Look, I’m all for trying new things and living life to the fullest, but the closest I’ve ever come to drinking bodily fluids from a bottle is the time I mistakenly tipped back a can filled with my brothers regurgitated chewing tobacco that he accidentally put in front of me.
Needless to say, I projectile vomited all over the living room and my brother laughed hysterically.
So let’s just say I’m not in the mood to drink Grandpa’s pee anytime soon.
But that hasn’t stopped James Gilpin from distilling it.

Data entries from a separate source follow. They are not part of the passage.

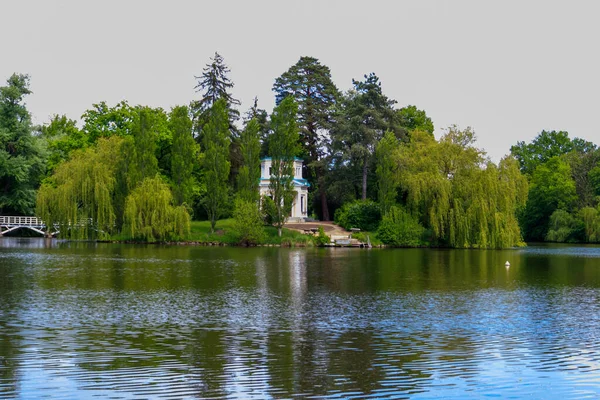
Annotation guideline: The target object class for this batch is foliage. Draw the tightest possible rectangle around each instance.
[237,118,261,202]
[81,101,136,143]
[589,165,600,198]
[245,97,271,157]
[563,149,600,208]
[545,209,582,243]
[334,200,381,232]
[397,128,527,248]
[124,175,190,241]
[261,195,276,225]
[510,130,596,175]
[231,198,265,245]
[313,226,331,246]
[127,107,160,188]
[36,137,123,239]
[579,207,600,243]
[521,156,577,241]
[273,56,340,219]
[330,73,402,200]
[0,73,47,215]
[268,97,300,236]
[375,131,399,215]
[192,52,240,135]
[169,105,197,206]
[377,206,425,246]
[38,114,87,175]
[201,99,231,233]
[396,105,434,136]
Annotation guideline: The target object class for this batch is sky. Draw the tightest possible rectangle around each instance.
[2,0,599,161]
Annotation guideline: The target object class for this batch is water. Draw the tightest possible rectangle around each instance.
[1,239,600,399]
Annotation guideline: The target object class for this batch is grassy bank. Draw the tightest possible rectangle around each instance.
[110,219,315,246]
[188,219,312,246]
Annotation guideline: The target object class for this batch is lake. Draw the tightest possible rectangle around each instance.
[1,238,600,399]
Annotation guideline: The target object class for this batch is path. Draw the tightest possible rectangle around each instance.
[284,221,350,238]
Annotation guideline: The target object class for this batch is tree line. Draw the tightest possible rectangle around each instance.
[1,53,598,246]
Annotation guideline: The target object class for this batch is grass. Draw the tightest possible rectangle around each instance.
[188,219,313,246]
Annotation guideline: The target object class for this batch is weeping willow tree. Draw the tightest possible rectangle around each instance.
[36,137,124,239]
[124,175,190,242]
[396,127,528,248]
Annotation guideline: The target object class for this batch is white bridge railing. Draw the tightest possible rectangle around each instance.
[0,216,54,236]
[0,216,45,227]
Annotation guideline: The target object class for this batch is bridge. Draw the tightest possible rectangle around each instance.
[0,216,58,237]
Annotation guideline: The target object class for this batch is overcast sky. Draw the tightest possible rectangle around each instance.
[2,0,599,161]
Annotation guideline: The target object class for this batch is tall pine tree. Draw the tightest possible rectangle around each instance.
[330,73,402,201]
[192,52,240,138]
[273,56,339,220]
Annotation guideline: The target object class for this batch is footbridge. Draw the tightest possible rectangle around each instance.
[0,216,58,237]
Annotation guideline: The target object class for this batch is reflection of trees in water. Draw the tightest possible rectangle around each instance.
[0,251,30,397]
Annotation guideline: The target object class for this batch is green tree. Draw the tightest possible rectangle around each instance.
[563,149,600,208]
[37,114,88,175]
[231,198,265,245]
[273,56,340,220]
[127,107,159,189]
[330,73,402,201]
[245,97,271,157]
[237,118,261,202]
[169,105,197,206]
[36,137,124,239]
[579,206,600,242]
[192,52,240,136]
[268,97,300,236]
[81,100,136,143]
[201,99,231,233]
[397,128,527,248]
[545,209,581,243]
[396,105,434,136]
[0,73,46,215]
[375,131,399,215]
[521,156,577,241]
[124,175,190,241]
[510,130,595,175]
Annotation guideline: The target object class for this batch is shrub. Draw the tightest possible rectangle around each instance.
[334,200,381,231]
[313,226,331,246]
[377,206,425,247]
[261,196,277,225]
[232,198,265,245]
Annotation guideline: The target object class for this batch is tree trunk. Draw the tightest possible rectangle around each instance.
[320,189,329,221]
[317,166,330,221]
[362,158,368,201]
[278,227,282,237]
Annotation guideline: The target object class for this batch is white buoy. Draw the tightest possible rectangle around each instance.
[505,261,510,267]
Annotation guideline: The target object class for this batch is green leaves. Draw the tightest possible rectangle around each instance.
[170,105,197,207]
[0,73,46,215]
[124,175,190,241]
[268,96,300,236]
[201,99,231,233]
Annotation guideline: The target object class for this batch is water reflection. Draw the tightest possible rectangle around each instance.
[0,241,600,398]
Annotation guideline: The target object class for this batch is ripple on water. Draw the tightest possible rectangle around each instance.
[2,245,600,398]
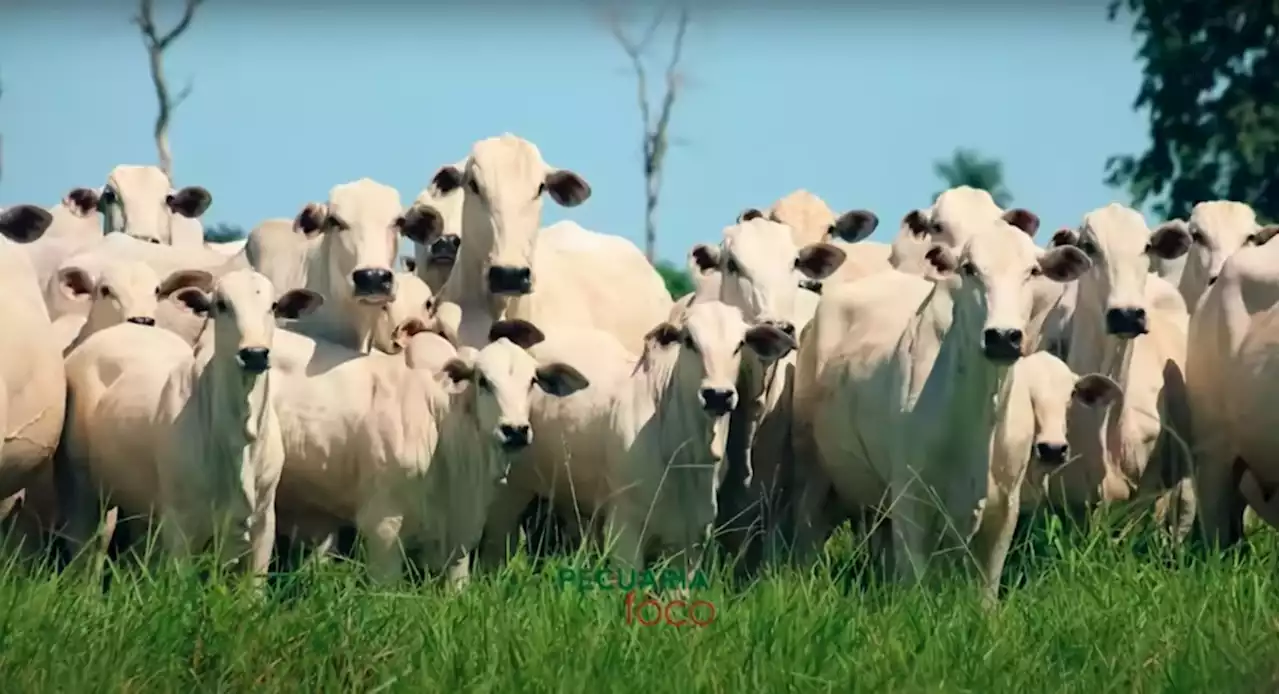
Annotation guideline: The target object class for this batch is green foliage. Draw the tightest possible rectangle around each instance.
[654,259,694,299]
[204,223,246,244]
[0,522,1274,692]
[932,148,1014,208]
[1105,0,1278,221]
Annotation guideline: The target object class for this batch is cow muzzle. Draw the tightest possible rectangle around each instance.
[496,422,532,451]
[236,347,271,374]
[699,387,737,416]
[428,235,461,265]
[981,327,1023,364]
[1034,441,1069,465]
[126,316,157,327]
[351,268,396,303]
[1104,306,1148,338]
[487,266,533,295]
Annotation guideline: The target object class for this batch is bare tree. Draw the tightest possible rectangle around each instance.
[135,0,205,179]
[608,5,691,263]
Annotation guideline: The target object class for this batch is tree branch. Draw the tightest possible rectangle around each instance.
[607,4,692,264]
[134,0,205,179]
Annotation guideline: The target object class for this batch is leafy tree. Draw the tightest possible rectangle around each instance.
[932,148,1014,208]
[1105,0,1278,222]
[654,259,694,299]
[204,222,246,243]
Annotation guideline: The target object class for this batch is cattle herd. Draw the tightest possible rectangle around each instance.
[0,132,1274,603]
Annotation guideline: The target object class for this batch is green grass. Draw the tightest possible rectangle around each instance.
[0,521,1274,694]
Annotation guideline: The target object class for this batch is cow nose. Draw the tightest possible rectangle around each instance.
[497,423,532,450]
[351,268,395,297]
[1035,442,1069,465]
[699,387,736,416]
[487,266,533,295]
[126,316,156,327]
[763,320,796,338]
[236,347,271,374]
[1104,307,1148,337]
[430,235,461,259]
[981,328,1023,363]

Here’s a little excerpt from an interview he gave about the golden colored whiskey he serves his guests:
“…I don’t have the benefit of aging my whisky for 100 years in a barrel but I do have the benefit of my candidates having lived in some cases 90 years of a very full life which adds a great amount of depth to the flavor. …My nan [grandmother] hasn’t produced a very good bottle but she would have never forgiven me if I hadn’t included it.”
Basically his choice of using diabetic pee comes down to the sugar content in the urine which gets purified and then the remaining sugars are then fermented making a nice hardy whiskey that NO ONE ON THE PLANET WOULD EVER DRINK!
Of course, if you are looking for a way out of either a bad relationship or a friendship that drains your soul dry, you could always pair the whiskey with a nice flan made out of spunk.
Yeah, that would probably kill the relationship nicely.